|FROM THE EDITOR||May 1999|
Three cheers for the multitalented! In the United States and the rest
of the world, we
generally admire those with the greater vision. Take the Academy Awards. The multitalented actors who write the screenplays and direct the films get our praise (and a lot of our money). Why is it that creative, multitalented geoscientists do not receive such admiration? Raised glasses and multiple funding offers reward the multidisciplinary actor. The multidisciplinary geoscientist gets raised eyebrows and no money. For a profession that thrives on creativity, it’s strange that those who are the most creative tend to be penalized.
In this month’s “Comment,” AGI Executive Committee member and Johns Hopkins University professor, Steven M. Stanley, describes his own multidisciplinary experience. Provocative, but credible, work on the origin of Pleistocene continental glaciation has netted Stanley a range of reactions. His multidisciplinary ideas have given everyone from paleoceanographers to anthropologists a big target to strike. But, he has also given them much to examine, discuss, and verify.
Stanley brings to light an interesting dilemma. Our science thrives on new ideas, yet the universities and funding agencies tend to discourage those who “think outside the box” — at least, the younger scientists who draw on multiple disciplines. His concern should be a warning for us to examine how we reward creative science — especially now that after decades of specialization, our finely focused topical boundaries are starting to blur. As Stanley suggests, now is the time to encourage more multidisciplinary research and reward multidisciplinary researchers.
Sherri Cooper’s feature article offers a good example of a practical multidisciplinary approach. By examining a variety of clues from the Pamlico and Neuse river estuaries in North Carolina, Cooper (Duke University’s Nicholas School of the Environment) has been able to see changing trends in ecosystems during the past 1,000 to 2,000 years. Like many coastal zones, the use of these estuaries and the surrounding land has changed dramatically over just a few decades. Cooper’s multidisciplinary approach reveals the change in fauna and flora in the estuaries as well as changes in the local geology and climate. By setting baselines for the expected ranges of these natural systems, we can begin to understand the impact of human activity along estuaries.
In our second article, John McBride suggests that we stop summarily dismissing old data. For the past three years, the Illinois Geological Survey has been collecting seismic data shot decades ago in the central mid-continent. Tapping petroleum companies as a data source, the survey has collected thousands of miles of seismic profiles. For the first time, the deep basement structure of the Illinois Basin is coming into focus. McBride’s work shows the value of older data and reinforces the need to save and re-examine this information.
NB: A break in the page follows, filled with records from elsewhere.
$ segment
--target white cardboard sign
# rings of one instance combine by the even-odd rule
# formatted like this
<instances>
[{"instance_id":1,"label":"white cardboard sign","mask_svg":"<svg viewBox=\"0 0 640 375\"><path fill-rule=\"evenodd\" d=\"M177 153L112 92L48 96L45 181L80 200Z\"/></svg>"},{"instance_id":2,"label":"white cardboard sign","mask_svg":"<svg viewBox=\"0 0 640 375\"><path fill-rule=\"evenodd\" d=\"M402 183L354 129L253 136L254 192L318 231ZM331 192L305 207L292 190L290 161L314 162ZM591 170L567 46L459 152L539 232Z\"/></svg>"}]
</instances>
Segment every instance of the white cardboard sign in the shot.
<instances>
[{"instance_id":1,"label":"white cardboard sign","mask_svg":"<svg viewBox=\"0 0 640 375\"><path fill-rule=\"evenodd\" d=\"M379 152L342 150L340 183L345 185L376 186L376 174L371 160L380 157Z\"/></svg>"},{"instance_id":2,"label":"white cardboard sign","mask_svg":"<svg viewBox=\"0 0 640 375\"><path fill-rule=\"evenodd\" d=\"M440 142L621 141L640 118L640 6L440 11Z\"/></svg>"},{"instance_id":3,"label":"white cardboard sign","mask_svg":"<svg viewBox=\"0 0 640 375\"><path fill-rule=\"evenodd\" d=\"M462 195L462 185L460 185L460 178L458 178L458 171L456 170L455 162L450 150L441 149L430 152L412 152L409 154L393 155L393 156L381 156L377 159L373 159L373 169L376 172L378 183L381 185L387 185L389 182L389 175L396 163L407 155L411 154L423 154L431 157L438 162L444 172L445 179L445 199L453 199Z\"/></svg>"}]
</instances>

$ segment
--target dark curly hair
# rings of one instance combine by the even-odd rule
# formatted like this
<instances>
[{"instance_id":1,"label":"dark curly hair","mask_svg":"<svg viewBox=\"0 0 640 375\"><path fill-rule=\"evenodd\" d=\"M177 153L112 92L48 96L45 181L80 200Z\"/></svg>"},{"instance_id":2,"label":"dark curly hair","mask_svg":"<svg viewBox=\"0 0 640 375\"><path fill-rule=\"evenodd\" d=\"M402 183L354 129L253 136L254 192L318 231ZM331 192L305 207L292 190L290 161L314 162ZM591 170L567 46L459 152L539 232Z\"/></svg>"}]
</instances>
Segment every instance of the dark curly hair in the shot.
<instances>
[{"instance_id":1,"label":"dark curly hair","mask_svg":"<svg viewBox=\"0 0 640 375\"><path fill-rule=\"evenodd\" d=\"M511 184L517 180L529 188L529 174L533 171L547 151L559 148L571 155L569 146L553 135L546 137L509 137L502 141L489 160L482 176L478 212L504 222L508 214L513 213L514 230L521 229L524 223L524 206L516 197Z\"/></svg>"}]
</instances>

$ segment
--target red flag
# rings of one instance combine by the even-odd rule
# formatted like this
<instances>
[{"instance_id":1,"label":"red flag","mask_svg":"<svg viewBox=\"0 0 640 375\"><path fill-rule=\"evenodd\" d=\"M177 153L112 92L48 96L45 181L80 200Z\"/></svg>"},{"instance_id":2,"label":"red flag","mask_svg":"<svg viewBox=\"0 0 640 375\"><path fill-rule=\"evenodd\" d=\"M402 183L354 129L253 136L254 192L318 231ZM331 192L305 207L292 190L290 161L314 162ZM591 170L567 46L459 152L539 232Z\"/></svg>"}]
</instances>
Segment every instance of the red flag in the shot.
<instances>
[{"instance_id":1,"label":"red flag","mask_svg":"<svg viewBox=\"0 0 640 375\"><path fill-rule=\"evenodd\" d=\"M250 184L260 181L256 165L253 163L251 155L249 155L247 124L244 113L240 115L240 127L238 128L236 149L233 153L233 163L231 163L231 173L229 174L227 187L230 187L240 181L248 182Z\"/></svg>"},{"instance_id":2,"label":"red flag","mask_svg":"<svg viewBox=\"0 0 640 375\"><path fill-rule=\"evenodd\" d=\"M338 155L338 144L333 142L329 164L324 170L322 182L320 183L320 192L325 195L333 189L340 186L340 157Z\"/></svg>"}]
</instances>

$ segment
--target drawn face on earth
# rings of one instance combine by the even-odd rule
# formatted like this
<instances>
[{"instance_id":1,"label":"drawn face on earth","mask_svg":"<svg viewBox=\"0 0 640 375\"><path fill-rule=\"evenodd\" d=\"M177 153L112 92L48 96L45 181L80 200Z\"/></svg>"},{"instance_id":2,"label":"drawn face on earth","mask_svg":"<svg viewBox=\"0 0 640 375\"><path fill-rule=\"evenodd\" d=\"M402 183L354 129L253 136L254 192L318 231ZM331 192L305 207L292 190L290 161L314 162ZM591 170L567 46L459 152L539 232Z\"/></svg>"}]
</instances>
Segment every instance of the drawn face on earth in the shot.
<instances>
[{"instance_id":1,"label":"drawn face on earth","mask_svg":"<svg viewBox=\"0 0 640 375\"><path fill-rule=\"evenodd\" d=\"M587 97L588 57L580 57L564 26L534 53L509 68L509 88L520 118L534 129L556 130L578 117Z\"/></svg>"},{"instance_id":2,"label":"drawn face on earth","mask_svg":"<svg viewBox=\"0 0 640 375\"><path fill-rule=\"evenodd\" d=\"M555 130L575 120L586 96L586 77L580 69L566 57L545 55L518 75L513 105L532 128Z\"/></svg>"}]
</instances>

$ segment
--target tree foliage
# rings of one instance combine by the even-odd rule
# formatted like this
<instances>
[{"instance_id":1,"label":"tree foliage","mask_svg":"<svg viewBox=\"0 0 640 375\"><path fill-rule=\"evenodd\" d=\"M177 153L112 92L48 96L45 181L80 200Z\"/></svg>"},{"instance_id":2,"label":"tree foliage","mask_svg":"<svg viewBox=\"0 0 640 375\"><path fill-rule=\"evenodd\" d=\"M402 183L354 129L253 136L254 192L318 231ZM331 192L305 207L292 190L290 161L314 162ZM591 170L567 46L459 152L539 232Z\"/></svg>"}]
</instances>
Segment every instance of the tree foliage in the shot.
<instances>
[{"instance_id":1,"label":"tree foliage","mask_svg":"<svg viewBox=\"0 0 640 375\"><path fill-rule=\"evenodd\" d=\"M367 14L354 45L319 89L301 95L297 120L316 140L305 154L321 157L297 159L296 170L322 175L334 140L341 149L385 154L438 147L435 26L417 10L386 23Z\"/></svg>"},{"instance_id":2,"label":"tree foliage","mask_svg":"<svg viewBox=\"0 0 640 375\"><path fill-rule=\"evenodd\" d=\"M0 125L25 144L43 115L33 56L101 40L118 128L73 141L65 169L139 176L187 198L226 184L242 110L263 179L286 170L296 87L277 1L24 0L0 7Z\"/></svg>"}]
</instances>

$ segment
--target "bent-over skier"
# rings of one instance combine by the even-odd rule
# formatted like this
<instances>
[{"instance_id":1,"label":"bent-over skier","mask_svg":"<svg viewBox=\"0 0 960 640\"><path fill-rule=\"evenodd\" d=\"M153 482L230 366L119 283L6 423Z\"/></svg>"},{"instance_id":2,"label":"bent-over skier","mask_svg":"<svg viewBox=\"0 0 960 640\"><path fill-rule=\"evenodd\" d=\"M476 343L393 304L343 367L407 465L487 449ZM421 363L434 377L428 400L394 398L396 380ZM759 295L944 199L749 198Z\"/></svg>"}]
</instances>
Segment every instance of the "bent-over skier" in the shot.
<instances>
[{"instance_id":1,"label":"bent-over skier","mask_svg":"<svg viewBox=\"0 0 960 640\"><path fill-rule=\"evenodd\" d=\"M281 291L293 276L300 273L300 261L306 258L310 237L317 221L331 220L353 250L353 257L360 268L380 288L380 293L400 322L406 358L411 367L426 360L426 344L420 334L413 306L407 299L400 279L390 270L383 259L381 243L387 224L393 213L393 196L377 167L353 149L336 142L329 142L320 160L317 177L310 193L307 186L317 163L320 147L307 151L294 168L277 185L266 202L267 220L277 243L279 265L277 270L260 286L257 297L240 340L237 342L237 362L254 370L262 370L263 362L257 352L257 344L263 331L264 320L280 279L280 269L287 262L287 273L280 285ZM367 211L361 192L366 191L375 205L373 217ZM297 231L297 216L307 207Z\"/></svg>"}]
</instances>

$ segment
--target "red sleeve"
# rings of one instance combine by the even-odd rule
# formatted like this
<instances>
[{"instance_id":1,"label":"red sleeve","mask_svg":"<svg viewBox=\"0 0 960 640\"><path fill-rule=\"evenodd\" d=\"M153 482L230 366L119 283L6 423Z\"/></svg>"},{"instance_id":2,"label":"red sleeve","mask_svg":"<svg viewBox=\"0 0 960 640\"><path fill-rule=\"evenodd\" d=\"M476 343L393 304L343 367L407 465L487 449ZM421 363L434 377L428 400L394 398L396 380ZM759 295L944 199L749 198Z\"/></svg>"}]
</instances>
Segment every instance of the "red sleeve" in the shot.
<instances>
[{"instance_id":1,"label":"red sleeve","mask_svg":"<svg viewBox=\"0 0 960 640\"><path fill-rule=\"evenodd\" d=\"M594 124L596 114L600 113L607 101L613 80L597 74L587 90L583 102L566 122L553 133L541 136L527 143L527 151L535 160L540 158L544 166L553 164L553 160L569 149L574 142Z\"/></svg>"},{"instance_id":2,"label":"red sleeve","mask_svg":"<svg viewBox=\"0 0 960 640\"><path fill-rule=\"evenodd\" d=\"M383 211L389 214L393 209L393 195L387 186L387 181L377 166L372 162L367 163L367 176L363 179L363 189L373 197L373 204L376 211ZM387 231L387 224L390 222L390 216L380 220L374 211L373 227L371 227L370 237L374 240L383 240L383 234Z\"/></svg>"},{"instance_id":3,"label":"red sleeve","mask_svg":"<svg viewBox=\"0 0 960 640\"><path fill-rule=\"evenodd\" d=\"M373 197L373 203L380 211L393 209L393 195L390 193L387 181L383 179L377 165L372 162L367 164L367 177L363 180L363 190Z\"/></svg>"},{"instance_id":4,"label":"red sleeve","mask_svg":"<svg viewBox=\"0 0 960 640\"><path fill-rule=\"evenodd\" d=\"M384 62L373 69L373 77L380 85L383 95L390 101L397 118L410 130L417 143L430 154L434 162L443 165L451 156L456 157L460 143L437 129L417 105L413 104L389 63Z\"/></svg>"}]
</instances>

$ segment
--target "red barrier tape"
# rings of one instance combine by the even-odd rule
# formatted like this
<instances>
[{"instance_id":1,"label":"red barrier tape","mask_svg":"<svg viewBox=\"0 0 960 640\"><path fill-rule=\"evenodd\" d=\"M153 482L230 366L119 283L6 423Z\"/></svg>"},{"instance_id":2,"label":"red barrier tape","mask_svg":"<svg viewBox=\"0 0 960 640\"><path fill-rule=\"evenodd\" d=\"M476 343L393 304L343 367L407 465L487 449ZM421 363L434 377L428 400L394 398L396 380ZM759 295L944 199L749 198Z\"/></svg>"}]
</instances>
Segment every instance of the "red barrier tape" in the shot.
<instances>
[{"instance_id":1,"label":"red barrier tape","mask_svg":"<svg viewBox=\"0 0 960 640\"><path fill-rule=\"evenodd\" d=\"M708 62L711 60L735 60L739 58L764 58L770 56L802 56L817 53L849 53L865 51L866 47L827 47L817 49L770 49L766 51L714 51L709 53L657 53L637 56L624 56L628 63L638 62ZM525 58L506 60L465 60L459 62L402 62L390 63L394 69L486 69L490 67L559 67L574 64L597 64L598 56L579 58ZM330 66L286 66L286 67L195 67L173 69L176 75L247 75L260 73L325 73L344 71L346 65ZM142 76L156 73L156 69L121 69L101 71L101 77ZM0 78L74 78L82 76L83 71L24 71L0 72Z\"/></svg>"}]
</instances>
In our final feature, William Houston and Colleen Riley (Michigan Technological University) show us how to be multidisciplinary in education and public outreach. We all know through our everyday activities how unaware most people are about Earth. Houston and Riley report on a successful program they’ve developed that encourages university students and professors to get involved with K-12 students and, by default, the general public. They feel that it is a necessary part of a geoscientist’s professional education. Their “experiment” is providing predictable results — geologists can make a solid, public outreach contribution and nongeologists can learn.
Finally, I want to mention a transition at Geotimes. Jan Childress, our managing editor, is leaving us. A talented writer, editor, and manager, Jan has helped guide the publication through a very challenging period. Her talents will be missed.